Open LouisJenkinsCS opened 6 years ago
One way that I can think of is to sort the portion of the array corresponding to each locale's local subdomains and then perform a 'merge' at the end, but would this work for all sorting algorithms?
This is one of the main options. The other main option is to distribute first (divide up the key space, send each element to the right locale) and then sort locally.

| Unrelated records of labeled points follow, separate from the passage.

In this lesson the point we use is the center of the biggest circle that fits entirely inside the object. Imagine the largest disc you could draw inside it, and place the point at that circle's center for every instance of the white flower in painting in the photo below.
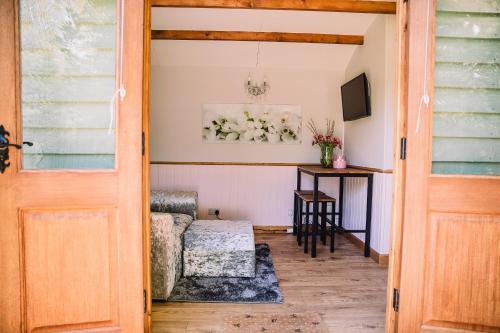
(227, 127)
(273, 138)
(247, 135)
(232, 136)
(209, 135)
(293, 122)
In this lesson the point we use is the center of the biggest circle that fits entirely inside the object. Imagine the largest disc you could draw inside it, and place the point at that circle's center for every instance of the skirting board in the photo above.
(270, 229)
(382, 259)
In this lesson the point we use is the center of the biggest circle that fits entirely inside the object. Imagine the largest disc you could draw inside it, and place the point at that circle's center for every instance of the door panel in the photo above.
(71, 239)
(450, 264)
(58, 246)
(467, 296)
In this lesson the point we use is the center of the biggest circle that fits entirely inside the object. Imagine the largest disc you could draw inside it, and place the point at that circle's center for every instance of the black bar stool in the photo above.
(298, 203)
(323, 199)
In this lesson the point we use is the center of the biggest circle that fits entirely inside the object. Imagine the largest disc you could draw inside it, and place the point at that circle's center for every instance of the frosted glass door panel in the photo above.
(466, 119)
(67, 50)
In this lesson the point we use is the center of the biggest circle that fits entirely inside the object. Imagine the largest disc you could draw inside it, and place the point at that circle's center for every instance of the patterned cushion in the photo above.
(166, 251)
(174, 202)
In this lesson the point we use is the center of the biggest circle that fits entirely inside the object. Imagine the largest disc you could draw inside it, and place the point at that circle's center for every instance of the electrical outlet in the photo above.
(213, 211)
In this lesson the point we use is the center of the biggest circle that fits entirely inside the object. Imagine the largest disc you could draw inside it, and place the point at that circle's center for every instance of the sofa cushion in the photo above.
(166, 251)
(183, 202)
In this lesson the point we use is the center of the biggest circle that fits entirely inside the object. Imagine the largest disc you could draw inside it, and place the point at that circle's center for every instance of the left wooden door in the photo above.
(70, 204)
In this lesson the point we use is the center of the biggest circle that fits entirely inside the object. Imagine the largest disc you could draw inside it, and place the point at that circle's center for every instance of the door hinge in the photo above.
(143, 143)
(395, 300)
(403, 148)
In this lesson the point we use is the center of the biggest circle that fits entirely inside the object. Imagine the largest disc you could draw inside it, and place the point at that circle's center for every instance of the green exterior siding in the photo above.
(68, 64)
(466, 119)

I'm confident we need sort
to do something reasonable with distributed arrays. I think it'd be reasonable to allow people to call other variants from the default but one think to keep in mind is that these distributed-sort variants will be different from the usual "select a sorting algorithm" choice. I.e. it won't be "bubbleSort" vs "quickSort" but rather e.g. "sort first" vs "distribute first".
So, do we need sort(Dst, Src, comparator) ?
I don't think an overload that provides a destination argument is a bad idea, even for the non-distributed cases.
@mppf
What should the pattern be for sorting distributed arrays? One way that I can think of is to sort the portion of the array corresponding to each locale's local subdomains and then perform a 'merge' at the end, but would this work for all sorting algorithms? Can we make use of aggregation (#10386) to batch up fine-grained operations? I don't think that there should be a single distributed sorting algorithm such as radix sort, I believe that there should be variants that the user can choose from with different trade-offs (Space Complexity, Time-Complexity, No. of Communications, etc.)